I havent done an irrigation test but I have dug down about 3-4 inches and that area seems the same as the rest of my yard. A couple inches of topsoil and then clay. When it dies, it goes very rapidly and seems like the roots just rot away.


----------



## Suburban Jungle Life (Mar 1, 2018)

Can you post some closeups of where the dead grass meets the good grass? Could be water, fungus, or bugs. If you dug down 3-4" that may not be enough. I had a stump about 5" below and the grass always died on top in the summer.


----------



## Green (Dec 24, 2017)

I had similar this year, and while mostly heat stress, I suspect insects might have had a minor role. There were no fungal lesions (or not enough to suspect an issue...I was using biofungicides fairly regularly, so ruled out disease). Did you have lesions? Also, when were each of the photos taken?


----------



## Globetruck (Oct 14, 2018)

Here's a closeup. And when the grass dies, it seems to be dead at the root with black and rotten roots that are easy to pull up. This pic was taken in July.

Other pic dates (sorry they didn't post in order)
Top 2 pics were mid- late May
3rd pic was last week of May
4th pic was the healthy grass in April
Last scorched earth pic was August


----------



## Globetruck (Oct 14, 2018)

Another intesersting observation - I have 2 holly bushes and the one located near the problem spot is noticeably less healthy than the other bush. Both were planted at the same time 3 years ago and both were originally healthy. I suspect something is in the soil.


----------



## social port (Jun 19, 2017)

Globetruck said:


> Here's a closeup. And when the grass dies, it seems to be dead at the root with black and rotten roots that are easy to pull up. This pic was taken in July.
> 
> Other pic dates (sorry they didn't post in order)
> Top 2 pics were mid- late May
> ...


I think I see disease in this picture, though I can't be certain of the disease. I see some lesions that look like brown patch, but it could be something else.


----------



## FuzzeWuzze (Aug 25, 2017)

Are you sure its Fescue and not some other weed grass dying off in the heat? Are you reseeding that area each year with more Fescue?


----------



## jht3 (Jul 27, 2018)

Wow, that is dramatic. My first guess would be insufficient water.

I have an area that I have watched something similar happen to, and finally found out why this fall when investigating a leaky irrigation head. A few inches down I found landscape fabric! Pulled up about a 4x15 foot area. Another smaller area I found a chunk of buried concrete when repairing yet another head.


----------



## Globetruck (Oct 14, 2018)

FuzzeWuzze said:


> Are you sure its Fescue and not some other weed grass dying off in the heat? Are you reseeding that area each year with more Fescue?
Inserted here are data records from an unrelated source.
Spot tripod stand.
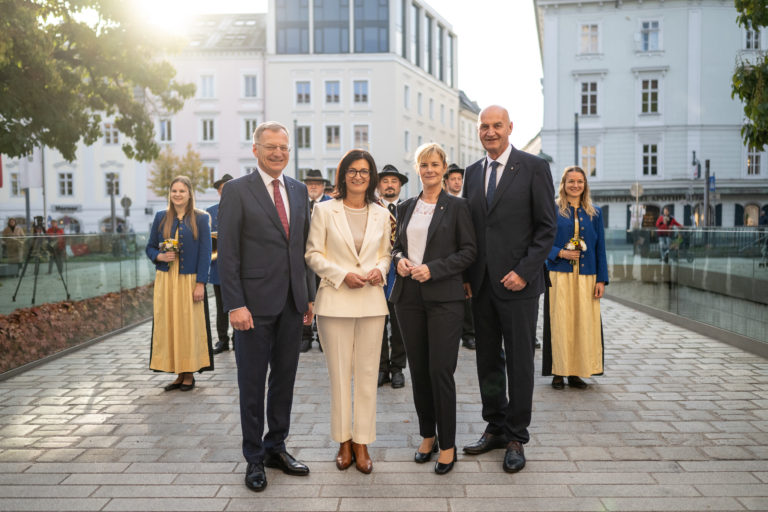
[12,235,69,304]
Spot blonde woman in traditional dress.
[542,166,608,389]
[146,176,213,391]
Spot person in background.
[651,207,683,261]
[146,176,213,391]
[390,143,477,475]
[378,164,408,389]
[301,169,331,352]
[443,164,475,350]
[305,149,391,474]
[206,174,234,354]
[541,166,608,389]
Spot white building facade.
[535,0,768,228]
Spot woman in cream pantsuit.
[305,149,391,473]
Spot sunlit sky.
[140,0,543,148]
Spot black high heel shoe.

I overseed / reseed with fescue every year and even laid down sod one year. It's always healthy and lush until June.


----------



## Khy (Jul 27, 2018)

It's hard to tell from this photo, but a few questions.
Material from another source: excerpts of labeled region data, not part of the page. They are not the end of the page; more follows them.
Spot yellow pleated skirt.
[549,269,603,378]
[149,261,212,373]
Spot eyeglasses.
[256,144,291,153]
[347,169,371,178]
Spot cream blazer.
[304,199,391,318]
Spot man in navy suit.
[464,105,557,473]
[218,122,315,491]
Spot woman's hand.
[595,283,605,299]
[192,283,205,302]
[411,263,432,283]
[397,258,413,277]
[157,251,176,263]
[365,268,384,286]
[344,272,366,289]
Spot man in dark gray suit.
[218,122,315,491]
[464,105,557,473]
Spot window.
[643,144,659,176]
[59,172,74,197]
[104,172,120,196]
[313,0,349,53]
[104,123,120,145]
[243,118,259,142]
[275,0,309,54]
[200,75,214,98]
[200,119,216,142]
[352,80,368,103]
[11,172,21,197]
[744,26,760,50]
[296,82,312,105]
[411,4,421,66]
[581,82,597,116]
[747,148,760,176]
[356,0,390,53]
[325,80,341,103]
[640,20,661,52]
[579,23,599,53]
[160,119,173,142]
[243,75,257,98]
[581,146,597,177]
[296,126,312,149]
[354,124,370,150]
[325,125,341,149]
1. Looking at your backyard it seems like you have mostly partial shade, but that spot is closer to the house, does that spot therefore get a lot more sunlight exposure than the rest of the lawn?

2. You said you overseed/reseed every year with fescue and even laid down sod one year... are you seeding in the fall or the spring? If you're doing all this in the spring it's possible the grass is dying just from being too young, before it can mature and establish a deep root system to pull up water, it instead just dies from the dry out.

3. As others have said, could be a simple irrigation issue. Get some tuna cans or even just red solo cups w/ a rock in each one to hold it in place and run your system for 30 minutes. See how much water has accumulated in the cups. If the areas surrounding the dead zone have significantly more water than the ones in the dead zone, adjust your heads as you're just getting bad water coverage.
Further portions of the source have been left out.